The Rwandan government plans to boost surveillance at border entry points after seeing a link between cross-border transporters and the emerging illicit drug problem in the country.
Despite efforts by the Rwanda National Police and other institutions to fight abuse and trafficking of drugs like marijuana, cocaine and heroin, the drugs have still found their way into the country — contributing to a growing drug abuse problem among the youth.
“We have established that the drugs are coming from outside the country,” said assistant Police Commissioner and Police spokesperson Theos Badege.
He said Tanzania and the Democratic Republic of Congo have been identified as key entry routes and the government is working with both countries to stem the movement and sale of the illicit drugs.
ACP Badege said Rubavu, which shares a border with DR Congo, and Rusumo-Kirehe, on the border with Tanzania, were the main routes used to get marijuana into Kigali, mostly using cross-border transporters.

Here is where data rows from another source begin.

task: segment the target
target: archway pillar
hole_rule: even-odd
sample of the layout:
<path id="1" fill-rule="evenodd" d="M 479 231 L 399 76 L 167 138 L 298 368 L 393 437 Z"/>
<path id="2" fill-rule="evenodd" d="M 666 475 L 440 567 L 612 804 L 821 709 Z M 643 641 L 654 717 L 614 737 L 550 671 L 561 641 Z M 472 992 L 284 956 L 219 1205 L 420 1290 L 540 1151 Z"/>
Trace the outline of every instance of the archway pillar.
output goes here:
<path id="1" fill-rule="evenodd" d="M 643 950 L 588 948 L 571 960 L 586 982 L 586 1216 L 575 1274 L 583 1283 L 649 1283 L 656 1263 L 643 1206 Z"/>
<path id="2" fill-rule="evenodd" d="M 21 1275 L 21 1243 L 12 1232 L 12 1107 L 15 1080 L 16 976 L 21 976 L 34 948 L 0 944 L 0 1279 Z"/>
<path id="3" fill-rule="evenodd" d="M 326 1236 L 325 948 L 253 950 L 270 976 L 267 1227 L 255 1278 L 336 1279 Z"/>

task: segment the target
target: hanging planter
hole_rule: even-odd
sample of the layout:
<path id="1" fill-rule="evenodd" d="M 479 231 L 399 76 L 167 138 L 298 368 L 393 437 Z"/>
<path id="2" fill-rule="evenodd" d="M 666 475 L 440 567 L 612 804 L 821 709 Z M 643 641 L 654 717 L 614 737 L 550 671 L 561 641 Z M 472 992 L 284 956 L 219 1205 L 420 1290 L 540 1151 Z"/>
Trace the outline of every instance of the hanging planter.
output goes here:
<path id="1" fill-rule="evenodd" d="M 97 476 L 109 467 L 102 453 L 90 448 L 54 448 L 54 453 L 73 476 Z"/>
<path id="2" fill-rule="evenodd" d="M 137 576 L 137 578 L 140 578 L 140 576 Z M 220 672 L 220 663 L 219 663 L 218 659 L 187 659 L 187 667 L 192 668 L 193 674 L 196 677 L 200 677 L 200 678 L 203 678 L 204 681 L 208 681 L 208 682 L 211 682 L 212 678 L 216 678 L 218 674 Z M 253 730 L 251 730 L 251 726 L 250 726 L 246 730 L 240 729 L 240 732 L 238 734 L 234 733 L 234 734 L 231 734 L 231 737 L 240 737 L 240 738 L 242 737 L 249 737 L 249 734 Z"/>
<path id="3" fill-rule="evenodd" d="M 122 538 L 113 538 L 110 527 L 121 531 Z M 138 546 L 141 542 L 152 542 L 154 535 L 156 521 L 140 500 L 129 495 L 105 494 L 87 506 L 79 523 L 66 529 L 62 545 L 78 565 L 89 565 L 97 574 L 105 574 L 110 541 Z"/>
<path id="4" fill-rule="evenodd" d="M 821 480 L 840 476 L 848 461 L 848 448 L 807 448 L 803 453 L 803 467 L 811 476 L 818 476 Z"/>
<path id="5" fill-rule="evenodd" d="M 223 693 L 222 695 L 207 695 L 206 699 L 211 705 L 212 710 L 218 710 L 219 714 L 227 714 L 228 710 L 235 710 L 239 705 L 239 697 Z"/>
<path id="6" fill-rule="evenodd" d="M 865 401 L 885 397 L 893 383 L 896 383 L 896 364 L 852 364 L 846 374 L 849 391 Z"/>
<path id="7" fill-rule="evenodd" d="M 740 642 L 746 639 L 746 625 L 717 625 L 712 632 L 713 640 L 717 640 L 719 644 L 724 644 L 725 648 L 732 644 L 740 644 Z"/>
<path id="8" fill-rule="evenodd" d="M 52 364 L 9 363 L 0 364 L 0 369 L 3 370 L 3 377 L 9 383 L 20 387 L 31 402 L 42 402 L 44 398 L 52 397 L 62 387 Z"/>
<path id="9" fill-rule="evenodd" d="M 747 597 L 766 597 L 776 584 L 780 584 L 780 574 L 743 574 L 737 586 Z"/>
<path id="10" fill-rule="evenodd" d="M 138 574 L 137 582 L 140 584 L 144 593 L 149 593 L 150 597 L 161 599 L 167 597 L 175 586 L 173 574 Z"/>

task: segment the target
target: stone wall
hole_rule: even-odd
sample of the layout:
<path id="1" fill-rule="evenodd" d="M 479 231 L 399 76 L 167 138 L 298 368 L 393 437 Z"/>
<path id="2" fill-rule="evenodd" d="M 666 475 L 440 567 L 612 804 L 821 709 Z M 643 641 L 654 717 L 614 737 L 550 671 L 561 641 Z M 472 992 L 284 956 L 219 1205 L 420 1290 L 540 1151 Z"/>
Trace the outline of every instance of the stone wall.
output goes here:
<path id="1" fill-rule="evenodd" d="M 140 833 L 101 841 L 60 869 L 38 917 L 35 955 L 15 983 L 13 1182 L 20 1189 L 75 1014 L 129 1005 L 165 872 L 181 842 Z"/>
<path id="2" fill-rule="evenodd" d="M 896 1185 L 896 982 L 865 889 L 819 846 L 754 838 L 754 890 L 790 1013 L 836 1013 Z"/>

However, there have also been attempts by traffickers to get drugs in through Kigali International Airport.
A woman travelling from the Eastern province was recently arrested after she was found with 120 sachets of illicit spirits strapped around the baby on her back. Police also impounded a vehicle and a motorcycle, which had about 400 kilogrammes of marijuana.
On December 29, the police destroyed narcotic drugs worth more than Rwf16.7 million ($19,539) seized in various operations in Kigali.
The drugs had been intercepted on their way from the DR Congo.
Article 594 of the penal code stipulates that any person who unlawfully makes, transforms, imports, or sells narcotic drugs and psychotropic substances within the country, shall be liable to three to five years in jail and a fine of between Rwf500,000 ($585) to Rwf5 million ($5,850).
ACP Badege said the different points of entry into the country are now well equipped with equipment and sniffer dogs to scan and detect illicit drugs.
“We now know what to do about this problem and there is progress especially in Nyamirambo and Gatsata,” he said.
ACP Badege said drug abuse leads to other crimes like rape, defilement, violence, and theft.
The director-general of the newly established National Rehabilitation Services, Aimé Bosenibamwe, recently said they are seeing an increase in the number of parents begging to have their children taken into rehabilitation centres as drug abuse is ruining the lives of many young people in the country.
Rwanda currently has three rehabilitation centres of Iwawa Rehabilitation and Vocational Skills Development Centre, Gitagata and Nyamagabe. The centres host more than 4,000 young people between the age of 17 and 18.
Speaking during the closing of the recent annual national dialogue (Umushikirano), President Paul Kagame underscored the need to fight drug abuse, which he said was destroying the country’s youth and urged authorities to put in more effort to end the scourge.